Using a specialized chamber designed to study air pollution, researchers have been testing different types of face masks and what works best to protect against the coronavirus.

The researchers at the University of North Carolina at Chapel Hill found that having a mask that fits well and certain combinations for double masking can give the best protection.

“We’ve been looking at all kinds of masks, everything from consumer-grade and commercial masks to ways to modify your mask to improve it,” said UNC School of Medicine professor Phillip Clapp.


What You Need To Know

  • UNC researchers are studying how effective face masks are at protecting against the coronavirus

  • Researchers say masks should fit to the face without big gaps

  • Surgical masks under a well-fitting cloth mask adds more protection

  • Neck gaiters performed well in the tests, especially with a surgical mask underneath

The idea of double-masking started getting attention in recent weeks when Dr. Anthony Fauci talked about it last month.

“If you have a physical covering with one layer, you put another layer on, it just makes common sense that it likely would be more effective,” Fauci said.

At the lab at UNC, Clapp said he had doubts that wearing two masks would add much protection. But the tests, a collaboration with the Environmental Protection Agency, found that double masks can help.

Clapp said wearing a surgical mask under a well-fitted cloth mask increased protection by 40%.

Researchers with UNC and the EPA test different types of masks. (Photo courtesy UNC)

Wearing one or two masks is not enough, the UNC researchers said. Any mask needs to fit well.

“You really need to address fit and make sure whatever you’re wearing is tight to your face to get the most benefit,” Clapp said.

“Fit really matters,” UNC Associate Professor Emily Sickbert-Bennett said. “We did show that just improving the fit on a single mask increases 20% of its fitted filtration abilities.”

Using neck gaiters as face masks, which some public health officials warned against early in the pandemic, also performed well in the tests.

“The gaiter actually performed quite well in these studies because it’s tight to the face,” he said.

Wearing a surgical mask under a neck gaiter increases protection by 40%, Clapp added.

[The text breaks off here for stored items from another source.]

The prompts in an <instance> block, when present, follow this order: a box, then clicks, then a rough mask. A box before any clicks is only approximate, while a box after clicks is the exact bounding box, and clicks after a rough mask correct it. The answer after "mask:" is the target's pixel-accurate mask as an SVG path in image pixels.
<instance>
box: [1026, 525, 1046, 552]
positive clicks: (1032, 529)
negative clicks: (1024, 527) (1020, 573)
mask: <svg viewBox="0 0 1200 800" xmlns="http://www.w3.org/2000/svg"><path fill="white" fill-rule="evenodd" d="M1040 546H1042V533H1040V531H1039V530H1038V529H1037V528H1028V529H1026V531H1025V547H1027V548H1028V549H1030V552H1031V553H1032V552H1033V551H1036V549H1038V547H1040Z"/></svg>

“If you have someone that can check the gaps around your face, that’s the way you can see the most immediate benefit from even a single mask,” he said.

Cloth masks and surgical masks both tend to be about 40% effective at filtering the air. Doubling up with a surgical mask and a fitted cloth mask makes it about 80% effective.

“We have many instances, studies, and investigations where individuals have been symptomatic in common areas and when everyone around them is wearing all different varieties of cloth masks, surgical masks of all types, there is no transmission,” Sickbert-Bennett said.

She said researchers don’t know how much filtration is actually needed to prevent getting COVID-19.

“The most effective masks are going to be the ones that everyone is wearing,” she said.